Glaser (1996) suggests that ‘grounded theory is the systematic generation of a theory from data’; it is an inductive process in which everything is integrated and in which data pattern themselves rather than having the researcher pattern them, as actions are integrated and interrelated with other actions. Glaser and Strauss’s (1967) seminal work rejects simple linear causality and the decontextualization of data, and argues that the world which participants inhabit is multivalent, multivariate and connected. As Glaser (1996) says: ‘the world doesn’t occur in a vacuum’ and the researcher has to take account of the interconnectedness of actions. In everyday life, actions are interconnected and people make connections naturally; it is part of everyday living, and hence grounded theory catches the naturalistic element of research and formulates it into a systematic methodology. In seeking to catch the complexity and interconnectedness of everyday actions grounded theory is faithful to how people act; it takes account of apparent inconsistencies, contradictions, discontinuities and relatedness in actions. As Glaser (1996) says: ‘grounded theory is appealing because it tends to get at exactly what’s going on’. Flick (1998: 41) writes that ‘the aim is not to reduce complexity by breaking it down into variables but rather to increase complexity by including context’.

Grounded theory is a systematic theory, using systematized methods (discussed below) of theoretical sampling, coding constant comparison, the identification of a core variable and saturation. Grounded theory is not averse to quantitative methods, it arose out of them (Glaser, 1996) in terms of trying to bring to qualitative data some of the analytic methods applied in statistical techniques (e.g. multivariate analysis). In grounded theory the researcher discovers what is relevant; indeed Glaser and Strauss’s (1967) work is entitled The Discovery of Grounded Theory.

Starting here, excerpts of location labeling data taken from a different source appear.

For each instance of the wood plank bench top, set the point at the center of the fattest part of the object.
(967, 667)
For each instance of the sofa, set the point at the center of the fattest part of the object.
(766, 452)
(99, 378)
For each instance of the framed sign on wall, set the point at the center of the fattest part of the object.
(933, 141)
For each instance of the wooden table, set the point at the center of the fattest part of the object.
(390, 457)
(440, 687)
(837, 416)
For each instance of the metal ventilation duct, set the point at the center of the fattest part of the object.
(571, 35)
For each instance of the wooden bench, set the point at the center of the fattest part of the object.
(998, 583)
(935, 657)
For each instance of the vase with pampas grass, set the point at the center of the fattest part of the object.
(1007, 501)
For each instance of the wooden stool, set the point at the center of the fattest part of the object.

However, where grounded theory parts company with much quantitative, positivist research is in its view of theory. In positivist research the theory pre-exists its testing and the researcher deduces from the data whether the theory is robust and can be confirmed. The data are ‘forced’ into a fit with the theory. Grounded theory, on the other hand, does not force data to fit with a predetermined theory (Glaser and Strauss, 1967: 3); indeed the difference between inductive and deductive research is less clear than it appears to be at first sight. For example, before one can deduce, one has to generate theory and categories inductively. The intention of grounded theory is to build and generate theory rather than to test an existing theory, to provide researchers with tools that they can use to generate this theory through data analysis, to weigh up alternative explanation (e.g. through constant comparison) and to relate concepts in the development of theory (Moghaddam, 2006).

Grounded theory starts with data, which are then analysed and reviewed to enable the theory to be generated from them; it is rooted in the data and little else. Here the theory derives from the data – it is grounded in the data and emerges from it. As Lincoln and Guba (1985: 205) argue, grounded theory must fit the situation that is being researched.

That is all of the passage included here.